I've written before about my belief that something happened to the economy around the year 2000. A whole bunch of different measures seem to have inflected right around then, and although the subsequent declines were partly masked by the housing bubble of the aughts, they were happening all along. When the Great Recession hit, a decade's worth of decline was telescoped into a couple of years.
Via Arnold Kling, a trio of researchers have a new paper out that points to yet another thing that appears to have suddenly inflected right around 2000: the demand for high-skill workers. Here's their key finding:
In Figure 12 we plot the fraction of individuals aged 18-65 employed in occupations that require substantial cognitive skills....This ratio increased substantially from 1980 to 2000, and then it appears to reach a plateau over the period 2000-2010. On this ﬁgure, we also report a (per capita) supply index for cognitive occupations.

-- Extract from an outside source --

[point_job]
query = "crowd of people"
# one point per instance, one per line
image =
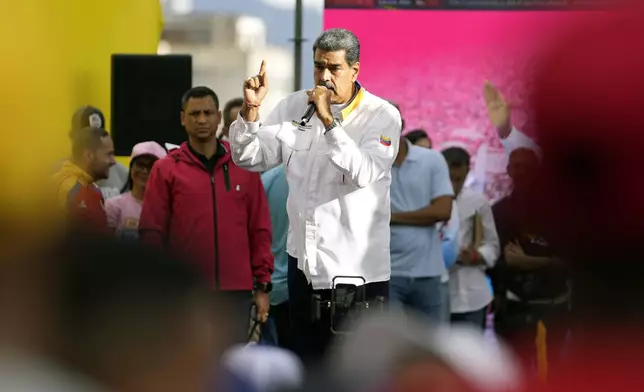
(283, 229)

....There are two key features of Figure 12 that we wish to highlight. First, from 1980 to about 2000, employment in cognitive jobs grew faster than the supply index, suggesting that demand for cognitive tasks outstripped supply. In contrast, after 2000, the supply index continued to grow at a similar rate as in the pre-2000 period, but cognitive employment stalled. We interpret these trends as suggesting that demand for cognitive jobs likely decreased over this second period.
The authors explain that the college premium for workers remains high regardless of this, because educated workers are simply getting pushed down the employment ladder, where they're performing more routine jobs. But many routine jobs are disappearing too, so workers in these occupations are getting pushed down too. A degree may not be as valuable as it once was, but relative to not having a degree, it's still pretty valuable.
But back to the original point: what happened starting around 2000 that could have dampened our previously growing demand for high-skill workers? The authors don't try to guess, but I will: steadily improving automation. More on this later.